公孙测呵呵一笑,对于高释玄的责怪不以为意,只是道:“皇上嫌老臣啰嗦,老臣这就退下便了。省得在这里碍了你们的眼。”说罢,朝我高深一笑,便转身离去了瑛。
高释玄挑了挑眉,对公孙爱理不理。顾自揽着我的肩,往他专属的龙椅走去。倒反我有些不好意思起来,毕竟公孙测是前辈,又是高释玄的老师,何况曾还救过我的命。
我转而歉意地望他一眼道:“公孙大人现在还早,不如……喝杯茶再走!”
公孙测闻言,颇为留恋地看我一眼,笑道:“还是小丫头你有良心啊!”旋即好似想到了什么般摇起头来,惋惜叹道:“哎呀,不了不了,伴君如伴虎啊!老夫我还是回府找朋友喝去。”
高释玄却置若罔闻,看都不曾看公孙一眼。拉着我的手,就坐了下来。和我亲密无间的样子,旁若无人。

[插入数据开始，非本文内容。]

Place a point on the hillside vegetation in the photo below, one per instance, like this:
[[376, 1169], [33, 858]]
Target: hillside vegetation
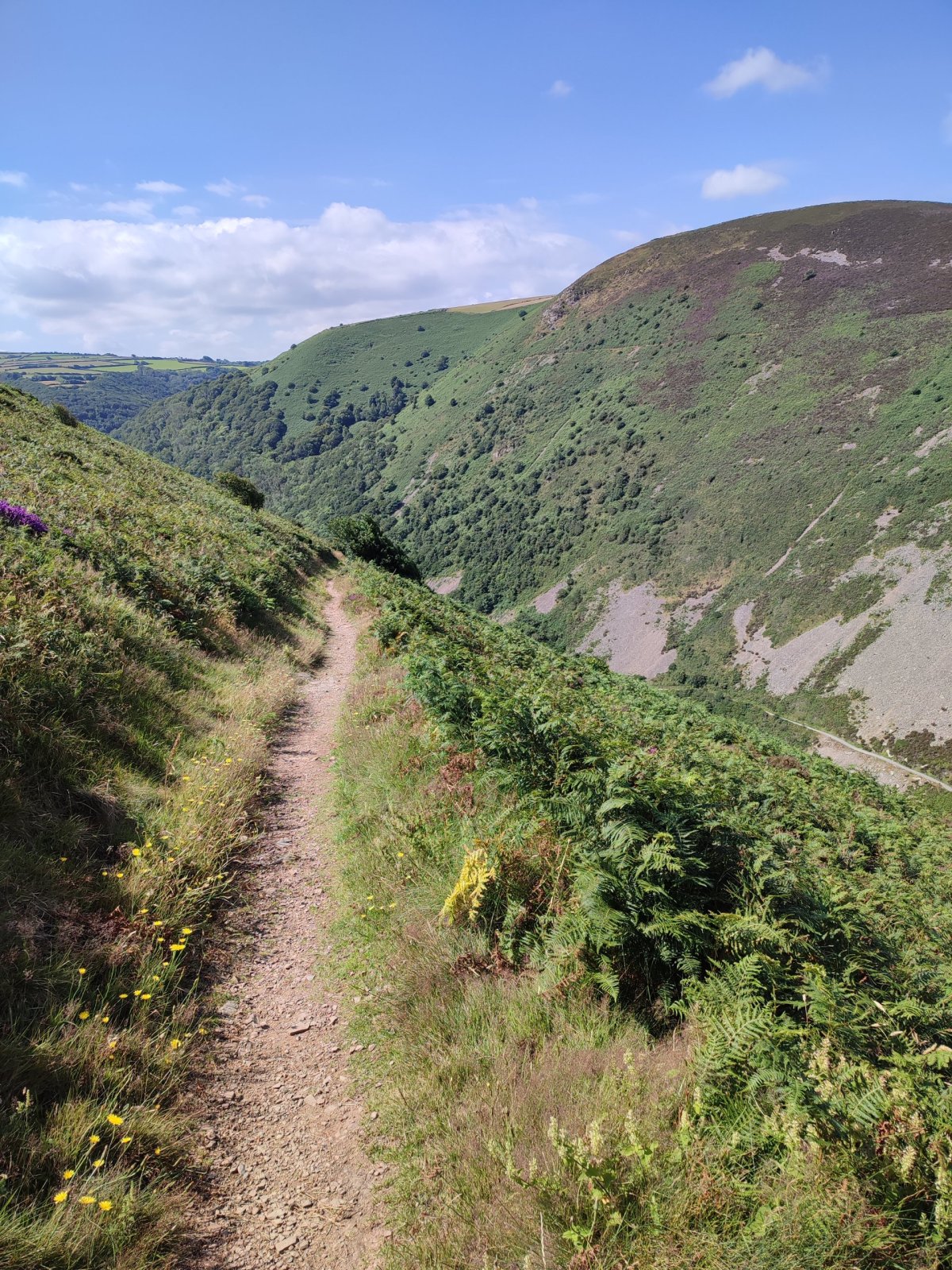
[[152, 629], [102, 389], [659, 990], [723, 456]]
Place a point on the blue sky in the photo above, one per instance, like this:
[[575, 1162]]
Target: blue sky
[[228, 177]]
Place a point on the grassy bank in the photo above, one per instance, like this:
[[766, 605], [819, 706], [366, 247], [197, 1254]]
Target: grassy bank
[[645, 987], [152, 630]]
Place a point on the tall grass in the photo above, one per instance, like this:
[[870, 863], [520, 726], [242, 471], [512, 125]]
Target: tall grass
[[149, 645], [700, 1014]]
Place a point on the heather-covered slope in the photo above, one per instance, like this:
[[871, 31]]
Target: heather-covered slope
[[723, 456]]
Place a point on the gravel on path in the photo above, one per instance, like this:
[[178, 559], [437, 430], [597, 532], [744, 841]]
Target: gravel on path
[[289, 1180]]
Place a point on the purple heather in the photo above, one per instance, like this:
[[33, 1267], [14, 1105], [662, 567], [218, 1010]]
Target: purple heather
[[19, 516]]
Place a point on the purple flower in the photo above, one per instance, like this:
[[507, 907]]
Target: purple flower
[[19, 516]]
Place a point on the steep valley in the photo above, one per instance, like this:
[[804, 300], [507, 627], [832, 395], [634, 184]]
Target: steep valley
[[721, 459]]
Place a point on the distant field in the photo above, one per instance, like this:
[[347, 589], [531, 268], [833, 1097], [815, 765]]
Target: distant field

我侧目觑他一眼,瞧见他面色无波却并未不高兴的样子。心忖这样直接的话,只怕也只有公孙测才敢在他面前说了。
公孙测自然不会多留,知趣地转身退下。
御书房就只剩我与他相依而坐。我靠着他的肩,他搂着我的腰,这样的姿势配合得再恰当不过。两人都默契地没有说话,似乎就只是这样坐着,就能坐到天荒地老、海枯石烂。
最终还是我先开的口,淡淡地问,“皇上……是要给我什么封号呢?”
回宫以来,只有我与他两人时,我都是叫他穆弈的。这似乎已经达成了某种共识,而对我而言更是习惯。突然转变的称呼,顿觉疏离。
他也同样留意到我刻意地尊称,他蹙了蹙眉,神情似乎有些不满。默了瞬,他问道:“那你喜欢什么样的呢?”